Le vieux Mohican était assis sur le tronc d’un gros chêne, qui n’avait point été abattu par la main des hommes, et ses yeux étaient fixés sur elle avec une expression de fierté sauvage qui aurait effrayé une femme moins résolue, et qui l’aurait moins bien connu. Sa couverture, plissée autour de sa ceinture, laissait apercevoir ses bras et toute la partie supérieure de son corps. Le médaillon de Washington était suspendu sur sa poitrine, et c’était un bijou qu’Élisabeth savait qu’il ne portait que dans les grandes occasions. Ses longs, cheveux noirs, aplatis sur sa tête, laissaient à découvert son front et ses yeux, qu’ils ombrageaient ordinairement. Dans les énormes incisions faites à ses oreilles étaient passés divers ornements d’argent, mêlés de grains de verre, suivant le goût et l’usage des Indiens. Un autre ornement du même genre était suspendu au cartilage de son nez. Son front ridé était traversé par des raies rouges, qui descendaient sur ses joues en décrivant différentes lignes au gré de son caprice ou de l’usage de sa nation. Son corps était peint de la même manière. En un mot, tout annonçait en lui le guerrier indien préparé pour quelque événement d’une importance plus qu’ordinaire.

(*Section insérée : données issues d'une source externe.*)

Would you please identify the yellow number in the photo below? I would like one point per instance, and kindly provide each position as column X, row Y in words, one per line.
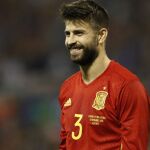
column 78, row 124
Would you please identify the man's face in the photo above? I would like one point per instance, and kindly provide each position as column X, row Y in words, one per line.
column 81, row 41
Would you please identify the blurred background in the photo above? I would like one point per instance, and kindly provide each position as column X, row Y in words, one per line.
column 34, row 62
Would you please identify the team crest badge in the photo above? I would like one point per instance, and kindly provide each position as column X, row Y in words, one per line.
column 99, row 101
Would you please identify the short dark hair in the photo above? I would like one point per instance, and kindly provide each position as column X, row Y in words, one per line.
column 86, row 10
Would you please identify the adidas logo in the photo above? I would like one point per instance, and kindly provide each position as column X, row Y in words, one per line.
column 68, row 103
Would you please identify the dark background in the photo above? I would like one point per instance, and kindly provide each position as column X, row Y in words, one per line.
column 34, row 62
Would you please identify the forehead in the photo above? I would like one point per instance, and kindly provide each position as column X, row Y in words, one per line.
column 77, row 25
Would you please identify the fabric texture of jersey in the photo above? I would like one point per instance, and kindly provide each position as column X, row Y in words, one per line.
column 110, row 113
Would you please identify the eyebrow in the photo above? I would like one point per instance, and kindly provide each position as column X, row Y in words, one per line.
column 76, row 30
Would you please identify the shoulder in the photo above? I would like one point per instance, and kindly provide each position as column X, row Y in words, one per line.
column 67, row 85
column 70, row 80
column 122, row 73
column 124, row 81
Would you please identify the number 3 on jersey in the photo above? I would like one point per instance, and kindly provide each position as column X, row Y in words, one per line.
column 78, row 124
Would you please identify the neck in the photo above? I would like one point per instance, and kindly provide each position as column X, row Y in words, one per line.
column 91, row 72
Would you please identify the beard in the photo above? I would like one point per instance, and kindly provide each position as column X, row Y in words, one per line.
column 87, row 57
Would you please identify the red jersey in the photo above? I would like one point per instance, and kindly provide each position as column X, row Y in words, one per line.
column 111, row 113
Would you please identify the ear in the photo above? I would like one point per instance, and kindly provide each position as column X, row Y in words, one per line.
column 102, row 35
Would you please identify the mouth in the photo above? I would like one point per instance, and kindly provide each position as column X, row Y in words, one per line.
column 76, row 51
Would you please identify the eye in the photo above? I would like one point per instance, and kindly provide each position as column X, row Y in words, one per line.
column 67, row 33
column 79, row 33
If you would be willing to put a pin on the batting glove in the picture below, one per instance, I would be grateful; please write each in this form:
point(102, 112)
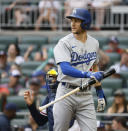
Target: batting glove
point(101, 104)
point(97, 75)
point(101, 99)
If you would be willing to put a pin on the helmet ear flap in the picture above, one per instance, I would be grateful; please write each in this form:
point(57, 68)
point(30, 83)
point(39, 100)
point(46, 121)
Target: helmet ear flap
point(85, 25)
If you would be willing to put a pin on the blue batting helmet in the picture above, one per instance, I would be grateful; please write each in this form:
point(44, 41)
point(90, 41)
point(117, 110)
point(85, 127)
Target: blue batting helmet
point(83, 15)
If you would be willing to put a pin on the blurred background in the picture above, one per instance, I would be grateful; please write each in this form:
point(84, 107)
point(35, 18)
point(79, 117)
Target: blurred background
point(29, 30)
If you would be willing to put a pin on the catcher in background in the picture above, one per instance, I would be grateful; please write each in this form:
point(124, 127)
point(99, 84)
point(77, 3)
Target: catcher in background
point(41, 118)
point(75, 55)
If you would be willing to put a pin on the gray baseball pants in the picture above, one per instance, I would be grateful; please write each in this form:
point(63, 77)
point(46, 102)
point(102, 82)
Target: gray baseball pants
point(79, 105)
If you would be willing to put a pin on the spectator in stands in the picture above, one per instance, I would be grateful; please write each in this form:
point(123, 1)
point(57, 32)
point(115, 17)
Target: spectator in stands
point(41, 76)
point(9, 113)
point(21, 9)
point(14, 54)
point(39, 56)
point(120, 124)
point(13, 82)
point(122, 66)
point(113, 45)
point(32, 125)
point(48, 10)
point(50, 65)
point(99, 7)
point(15, 67)
point(69, 5)
point(4, 66)
point(120, 104)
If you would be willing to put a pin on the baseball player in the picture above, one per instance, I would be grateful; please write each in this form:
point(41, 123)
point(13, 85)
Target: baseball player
point(76, 54)
point(42, 117)
point(46, 115)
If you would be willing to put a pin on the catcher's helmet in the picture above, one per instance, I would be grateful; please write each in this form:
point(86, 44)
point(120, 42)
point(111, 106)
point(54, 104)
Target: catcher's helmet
point(51, 78)
point(83, 15)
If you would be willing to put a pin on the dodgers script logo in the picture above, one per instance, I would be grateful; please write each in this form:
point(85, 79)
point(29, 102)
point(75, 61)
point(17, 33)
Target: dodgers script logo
point(84, 58)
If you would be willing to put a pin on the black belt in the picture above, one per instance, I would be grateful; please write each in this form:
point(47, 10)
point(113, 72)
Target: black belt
point(69, 86)
point(74, 87)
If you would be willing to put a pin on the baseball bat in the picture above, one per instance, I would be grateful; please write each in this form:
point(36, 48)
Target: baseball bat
point(90, 82)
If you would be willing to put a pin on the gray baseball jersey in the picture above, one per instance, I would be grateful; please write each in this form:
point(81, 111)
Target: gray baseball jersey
point(81, 56)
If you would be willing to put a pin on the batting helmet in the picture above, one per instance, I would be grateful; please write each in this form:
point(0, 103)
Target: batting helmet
point(83, 15)
point(51, 78)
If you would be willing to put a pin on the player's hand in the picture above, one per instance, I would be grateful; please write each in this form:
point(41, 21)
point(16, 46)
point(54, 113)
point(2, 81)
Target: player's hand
point(97, 75)
point(101, 104)
point(29, 97)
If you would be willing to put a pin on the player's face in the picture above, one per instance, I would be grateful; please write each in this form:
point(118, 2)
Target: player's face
point(76, 26)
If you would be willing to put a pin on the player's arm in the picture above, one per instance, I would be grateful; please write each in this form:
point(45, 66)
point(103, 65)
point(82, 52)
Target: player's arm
point(100, 93)
point(67, 69)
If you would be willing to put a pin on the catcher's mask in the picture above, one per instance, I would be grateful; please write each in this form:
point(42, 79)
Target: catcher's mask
point(51, 78)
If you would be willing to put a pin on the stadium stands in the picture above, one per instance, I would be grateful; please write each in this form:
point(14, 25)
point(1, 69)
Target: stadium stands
point(49, 41)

— C’est vous, John, dit Élisabeth en s’approchant de lui ; comment vous portez-vous, Mohican ? Il y a longtemps qu’on ne vous a vu dans le village. Vous m’aviez promis un panier de branches d’osier, et il y a un mois que je vous ai fait une chemise de calicot.

L’Indien la regarda quelques instants sans lui répondre, et lui dit ensuite d’un son de voix creux et guttural :

— La main de John ne peut plus faire de paniers. Il n’a plus besoin de chemises.

— Mais s’il en avait besoin, il sait où il pourrait en trouver. En vérité, vieux John, je vous regarde comme ayant un droit naturel à nous demander tout ce qui peut vous être nécessaire.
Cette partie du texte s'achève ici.